Van Velzor argues in his second issue that the trial court erred by failing to
stop the trial once he brought his hybrid-representation objection to its attention.
Van Velzor never moved for a continuance or a mistrial, nor does he direct us to
any authority requiring the trial court to sua sponte halt proceedings after
overruling a party’s objection. We overrule Van Velzor’s second issue.
Van Velzor argues in his third issue that he was denied due process
because Bradley “engaged in evasive testimony.” Notwithstanding that he never
raised this issue below, see Tex. R. App. P. 33.1(a), the trial court afforded Van
Velzor an opportunity to make an opening statement, present evidence, and
make a closing argument. If Van Velzor thought that Bradley had testified
evasively, then he could have called himself or another witness to clear up the
3 record or provide controverting testimony, but he did not do so. We overrule his
third issue.
In his fourth issue, Van Velzor argues that he was denied a fair trial and
due process because the trial court overruled his objection to Bradley’s opening
statement and prohibited him from questioning Bradley about his criminal record.
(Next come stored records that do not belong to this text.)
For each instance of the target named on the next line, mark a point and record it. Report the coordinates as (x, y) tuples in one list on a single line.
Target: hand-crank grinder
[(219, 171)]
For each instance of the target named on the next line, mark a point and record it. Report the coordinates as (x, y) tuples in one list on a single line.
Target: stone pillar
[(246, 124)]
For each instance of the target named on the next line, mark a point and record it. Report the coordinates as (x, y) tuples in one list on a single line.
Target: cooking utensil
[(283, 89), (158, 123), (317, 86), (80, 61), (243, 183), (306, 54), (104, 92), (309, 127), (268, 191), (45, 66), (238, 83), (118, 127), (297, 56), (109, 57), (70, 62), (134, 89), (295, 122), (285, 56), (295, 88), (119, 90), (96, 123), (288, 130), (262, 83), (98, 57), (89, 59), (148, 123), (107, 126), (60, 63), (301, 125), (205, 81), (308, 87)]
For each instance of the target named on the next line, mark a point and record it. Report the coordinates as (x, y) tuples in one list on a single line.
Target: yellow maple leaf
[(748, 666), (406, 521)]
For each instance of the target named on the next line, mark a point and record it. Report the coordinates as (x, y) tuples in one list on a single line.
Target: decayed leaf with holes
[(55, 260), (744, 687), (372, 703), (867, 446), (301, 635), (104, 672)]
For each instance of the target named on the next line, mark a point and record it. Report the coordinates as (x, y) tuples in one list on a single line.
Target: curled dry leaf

Van Velzor never raised fair-trial and due-process arguments in the trial court; he
therefore failed to preserve them for appellate review. See Tex. R. App. P.
33.1(a). To the extent that Van Velzor merely argues that the trial court abused
its discretion by overruling his objection and by prohibiting him from questioning
Bradley about his criminal background, even if the trial court abused its
discretion, the error was unquestionably harmless in light of the entire record.
See Tex. R. App. P. 44.1(a).
Van Velzor argues that the trial court erred by assessing costs against him
because he filed an affidavit of indigence that Bradley never contested. 2 See
Tex. R. Civ. P. 145. To the extent that the judgment requires Van Velzor to pay
any costs, the clerk’s record contains an affidavit of indigence filed by Van Velzor
for purposes of costs on appeal, see Tex. R. App. P. 20.1, not for costs in the
trial court. We overrule Van Velzor’s fourth issue.
2 The final judgment provides that “[c]osts are to be borne by the party incurring same.”
4 Having overruled all of Van Velzor’s issues, we affirm the trial court’s
judgment.
/s/ Bill Meier
BILL MEIER JUSTICE
PANEL: LIVINGSTON, C.J.; MEIER and GABRIEL, JJ.